Ingredients:
Bell peppers (any color you prefer)
Olive oil
1 pound Italian sausage (spicy or mild)
1 small onion, diced
2 garlic cloves, minced
1 teaspoon dried oregano
1 teaspoon dried basil
½ teaspoon red pepper flakes (optional, based on sausage heat)
Salt and freshly ground black pepper, to taste
1 (14-ounce) can crushed tomatoes
1 cup cooked rice
½ cup ricotta cheese
Shredded mozzarella cheese (for topping)
Grated Parmesan cheese (for topping)
Instructions:
1. Preheat the Oven
Set your oven to 375°F (190°C).
Line a baking dish with parchment paper for easy cleanup.
2. Prepare the Peppers
Slice the bell peppers in half lengthwise and remove the seeds and membranes.

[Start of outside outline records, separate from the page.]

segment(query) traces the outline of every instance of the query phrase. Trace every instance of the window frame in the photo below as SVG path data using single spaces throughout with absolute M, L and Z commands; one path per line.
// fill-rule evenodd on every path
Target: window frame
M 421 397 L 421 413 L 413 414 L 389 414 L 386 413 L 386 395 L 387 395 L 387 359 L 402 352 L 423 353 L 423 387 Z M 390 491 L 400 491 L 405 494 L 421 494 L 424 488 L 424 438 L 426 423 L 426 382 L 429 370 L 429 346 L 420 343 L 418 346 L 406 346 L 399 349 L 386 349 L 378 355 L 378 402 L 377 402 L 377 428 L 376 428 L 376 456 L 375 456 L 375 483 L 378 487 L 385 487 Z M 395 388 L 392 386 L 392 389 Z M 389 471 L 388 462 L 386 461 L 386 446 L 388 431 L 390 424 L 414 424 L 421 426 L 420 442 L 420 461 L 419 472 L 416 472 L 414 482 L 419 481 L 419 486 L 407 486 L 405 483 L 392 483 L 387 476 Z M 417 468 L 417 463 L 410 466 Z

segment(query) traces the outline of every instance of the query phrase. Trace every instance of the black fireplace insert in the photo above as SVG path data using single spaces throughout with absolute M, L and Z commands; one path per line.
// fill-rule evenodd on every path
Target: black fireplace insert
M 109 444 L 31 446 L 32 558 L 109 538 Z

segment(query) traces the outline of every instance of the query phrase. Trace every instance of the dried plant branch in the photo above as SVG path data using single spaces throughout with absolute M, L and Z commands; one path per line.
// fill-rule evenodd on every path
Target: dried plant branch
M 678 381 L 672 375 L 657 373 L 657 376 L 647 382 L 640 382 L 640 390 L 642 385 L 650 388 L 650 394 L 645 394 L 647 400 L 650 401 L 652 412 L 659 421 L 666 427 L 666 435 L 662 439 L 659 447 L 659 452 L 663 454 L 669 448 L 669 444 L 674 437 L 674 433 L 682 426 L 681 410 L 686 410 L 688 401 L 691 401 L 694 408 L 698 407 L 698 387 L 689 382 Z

Arrange them cut-side up in the prepared baking dish.
3. Cook the Filling
Heat a drizzle of olive oil in a skillet over medium heat.
Add the Italian sausage and cook until fully browned.
Stir in the diced onion and sauté for another 3 minutes.
Add garlic, oregano, basil, red pepper flakes (if using), salt, and pepper. Cook until fragrant, about 1 minute.
Mix in the crushed tomatoes and cooked rice. Simmer briefly to let the flavors meld.
4. Incorporate Ricotta
Remove the skillet from the heat and stir in the ricotta cheese until evenly blended.
5. Stuff the Peppers
Spoon the filling into each bell pepper half.
Top with shredded mozzarella and a generous sprinkle of grated Parmesan.
6. Bake
Cover the dish with foil and bake for 25 minutes.
Uncover and continue baking for an additional 15 minutes, or until the tops are golden and bubbling.
7. Serve
Let the peppers cool for a few minutes before serving. They’re even more flavorful the next day!